In the past, a PM has resigned when losing a confidence motion of the House of Commons. A well-known example is when Callaghan lost such a motion in 1979 and was forced to call a general election, which he lost to Mrs Thatcher.
In an age when the focus is on personalities and when the PM holds a strong grip over the executive, it is easy to ignore the importance of Parliament. It can be a mistake an over-confident PM makes, to their cost. A key skill of a successful PM is their ability to work through their Whips (in effect party managers in Parliament) to ensure good listening and communication.
When a PM is weaker, the converse can be that Parliament will appear stronger as individuals and groups will use their influence there to exert pressure on policy-making.
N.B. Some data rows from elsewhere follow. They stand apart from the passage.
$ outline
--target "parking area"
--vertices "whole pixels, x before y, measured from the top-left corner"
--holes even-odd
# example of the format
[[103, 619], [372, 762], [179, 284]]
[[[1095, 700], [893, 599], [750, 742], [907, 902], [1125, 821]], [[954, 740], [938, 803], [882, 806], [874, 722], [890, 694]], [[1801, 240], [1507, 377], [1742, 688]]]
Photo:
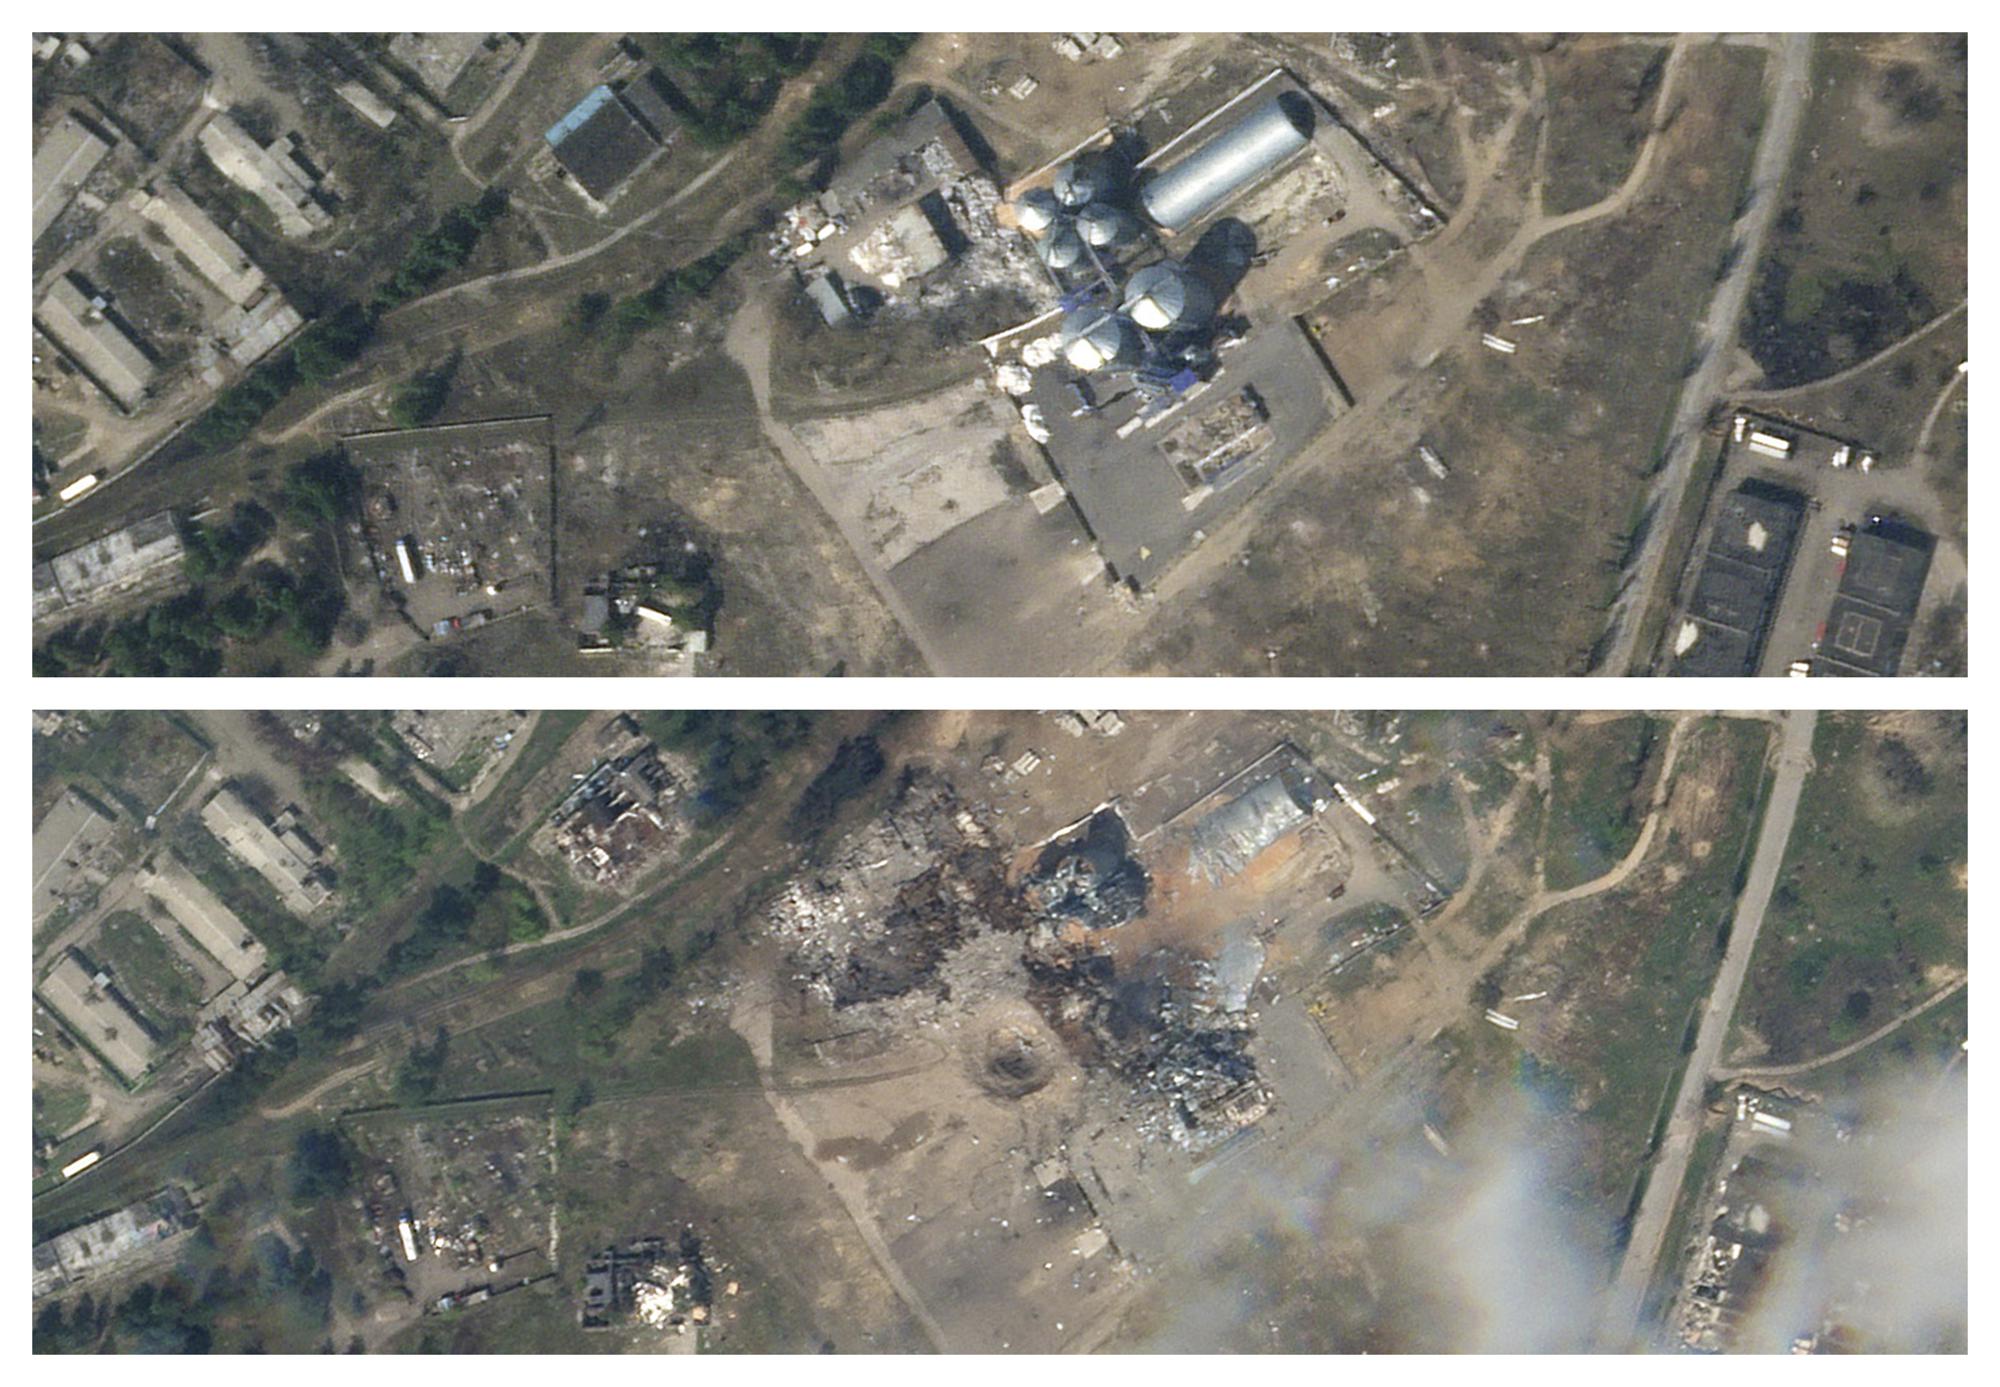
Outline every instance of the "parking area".
[[[1729, 427], [1716, 499], [1696, 549], [1703, 557], [1691, 567], [1681, 616], [1669, 630], [1674, 672], [1782, 676], [1807, 662], [1814, 674], [1897, 673], [1918, 613], [1927, 597], [1937, 598], [1928, 591], [1933, 541], [1922, 521], [1932, 495], [1923, 474], [1781, 419], [1739, 412]], [[1704, 594], [1714, 586], [1717, 536], [1748, 523], [1735, 513], [1746, 490], [1800, 497], [1803, 511], [1761, 630], [1725, 623], [1705, 640], [1716, 658], [1734, 641], [1741, 668], [1711, 669], [1712, 660], [1691, 663], [1693, 651], [1677, 652], [1673, 644], [1688, 622], [1706, 626], [1704, 615], [1712, 615]]]
[[[1093, 382], [1097, 407], [1079, 413], [1067, 376], [1056, 367], [1036, 372], [1028, 403], [1041, 409], [1056, 474], [1105, 560], [1136, 588], [1151, 585], [1200, 543], [1344, 407], [1318, 353], [1290, 319], [1253, 328], [1221, 354], [1221, 368], [1199, 394], [1190, 392], [1185, 404], [1149, 421], [1140, 421], [1145, 401], [1115, 379]], [[1207, 481], [1184, 475], [1175, 457], [1196, 447], [1207, 416], [1231, 410], [1246, 390], [1263, 416], [1254, 451], [1229, 459], [1219, 472], [1203, 469], [1212, 473]]]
Since the 2017 election Parliament has become much more assertive, so much so that in December 2017 pro-Remain Conservative backbenchers allied with their Labour counterparts to force an amendment to the EU Withdrawal Bill such that Parliament would have to consent to the terms of any agreement with the EU and that Britain could not leave the EU without any agreement.
European Council member
The PM is also, until Brexit occurs, formally a member of the European Council and attends regular meetings with other EU heads of government.